Following her GPS’s instructions (and grateful for the brief interruption of “Tutti Frutti”), he turned onto a road that would take them deeper into the Blue Ridge Mountains.

He hadn’t blamed Allie for being upset when things had gone south between them seven years ago. He’d never forget seeing her with fresh eyes that Thanksgiving, all grown up. Time had stopped when he kissed her, and for weeks he could think of little else.

So, yes, he’d freaked out a little at the idea of her parents finding out. What if something went wrong between them? And didn’t something always go wrong eventually? How would that affect his relationship with the Adamses? That thought only made him more anxious since his mom had gotten married. And when she moved away, the thought of being alone brought a cold trickle of fear.

Maybe if he’d found the words to explain that to Allie . . . but he didn’t quite understand it himself. Besides, he’d been young and afraid she’d talk him out of his decision—it wouldn’t have taken much. One look into those brown eyes, and he would’ve been a goner. So he just kind of let the relationship drift away.

He’d thought things would return to normal when he finished college and moved back home. But Allie was furious. She hid her anger around her family. But when he caught her alone, she responded with withering looks and stubborn silence. When he went out onto his deck, she went back inside. When he ran into her at the Mellow Mug, she took his order as if he were a stranger—and he was pretty sure she’d done something to his drink.

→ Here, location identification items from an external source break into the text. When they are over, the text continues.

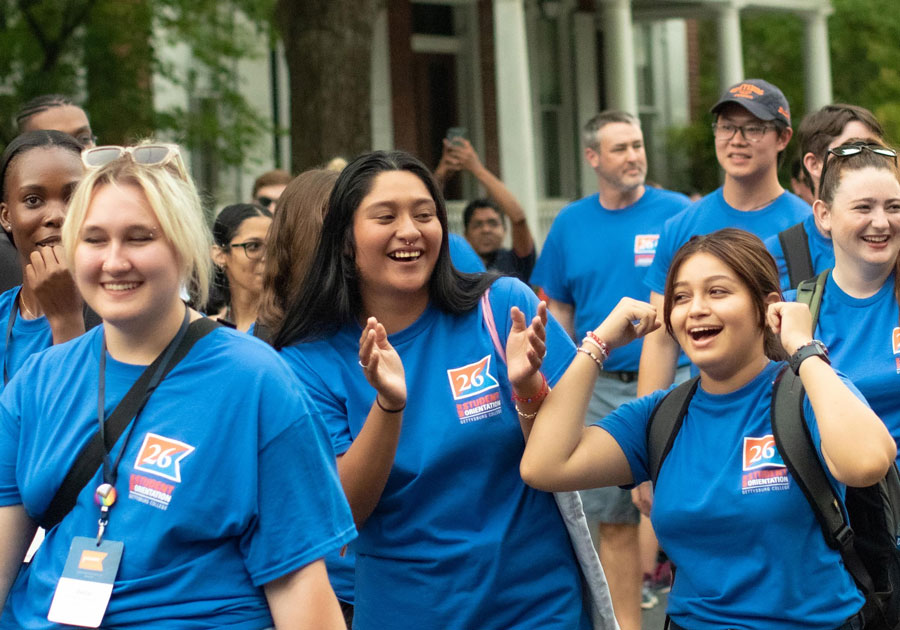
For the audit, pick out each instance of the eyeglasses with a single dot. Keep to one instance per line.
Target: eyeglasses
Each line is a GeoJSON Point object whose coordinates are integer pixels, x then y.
{"type": "Point", "coordinates": [846, 150]}
{"type": "Point", "coordinates": [752, 133]}
{"type": "Point", "coordinates": [254, 250]}
{"type": "Point", "coordinates": [144, 154]}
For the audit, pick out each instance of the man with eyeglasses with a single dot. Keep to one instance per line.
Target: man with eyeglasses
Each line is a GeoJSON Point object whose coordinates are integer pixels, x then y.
{"type": "Point", "coordinates": [804, 249]}
{"type": "Point", "coordinates": [751, 131]}
{"type": "Point", "coordinates": [268, 187]}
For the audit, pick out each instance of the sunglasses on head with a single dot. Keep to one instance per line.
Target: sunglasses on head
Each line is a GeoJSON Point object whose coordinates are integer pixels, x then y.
{"type": "Point", "coordinates": [846, 150]}
{"type": "Point", "coordinates": [144, 154]}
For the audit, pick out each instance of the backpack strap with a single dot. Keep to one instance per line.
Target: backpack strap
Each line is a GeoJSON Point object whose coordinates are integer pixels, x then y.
{"type": "Point", "coordinates": [796, 447]}
{"type": "Point", "coordinates": [665, 422]}
{"type": "Point", "coordinates": [795, 246]}
{"type": "Point", "coordinates": [487, 314]}
{"type": "Point", "coordinates": [91, 456]}
{"type": "Point", "coordinates": [810, 292]}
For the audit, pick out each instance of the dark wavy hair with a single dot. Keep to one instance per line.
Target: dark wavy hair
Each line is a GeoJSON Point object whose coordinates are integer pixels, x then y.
{"type": "Point", "coordinates": [292, 240]}
{"type": "Point", "coordinates": [751, 262]}
{"type": "Point", "coordinates": [225, 227]}
{"type": "Point", "coordinates": [23, 143]}
{"type": "Point", "coordinates": [330, 295]}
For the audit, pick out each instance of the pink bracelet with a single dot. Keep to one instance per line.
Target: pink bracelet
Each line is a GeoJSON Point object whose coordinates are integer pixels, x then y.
{"type": "Point", "coordinates": [604, 348]}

His attempts to apologize were met with flinty looks and twisted lips.

He’d hurt her, and she was hurting him in return. If only she knew that the breakup had gutted him. That losing her had left a hollow spot inside. Why couldn’t they just try to get back to normal? He missed her rambling excitement over her interest du jour, missed the way she jumped from one topic to another without skipping a beat, missed the way her eyes went to half-moons when she laughed.

But he hadn’t found the words to tell her. And then she’d moved to Atlanta.

Luke still had his surrogate family. He wouldn’t trade them for the world—or apparently for the love of his life, who was currently staring silently out the passenger window due to the many years left on The Grudge.

A terrible, familiar odor filled the car, and he reached for the window crank.

“Ugh. What is that smell?” They were Allie’s first words in two hours.

Luke began rolling down the window.

“Don’t. It might be outside.”

Luke glanced back at Walter, who was sleeping through the outrageous stench. “Oh, it’s definitely not outside.”

Allie gave Walter the stink eye. “That is downright foul.”

“He’s got tummy troubles.”

“Does he have any redeeming qualities?”

“Yes, he bites animal haters.”

“I don’t hate animals—you know I was bitten as a child.” She sniffed, her chin notching upward. “Besides, I’m a volunteer at the zoo, and I do have a pet of my own.”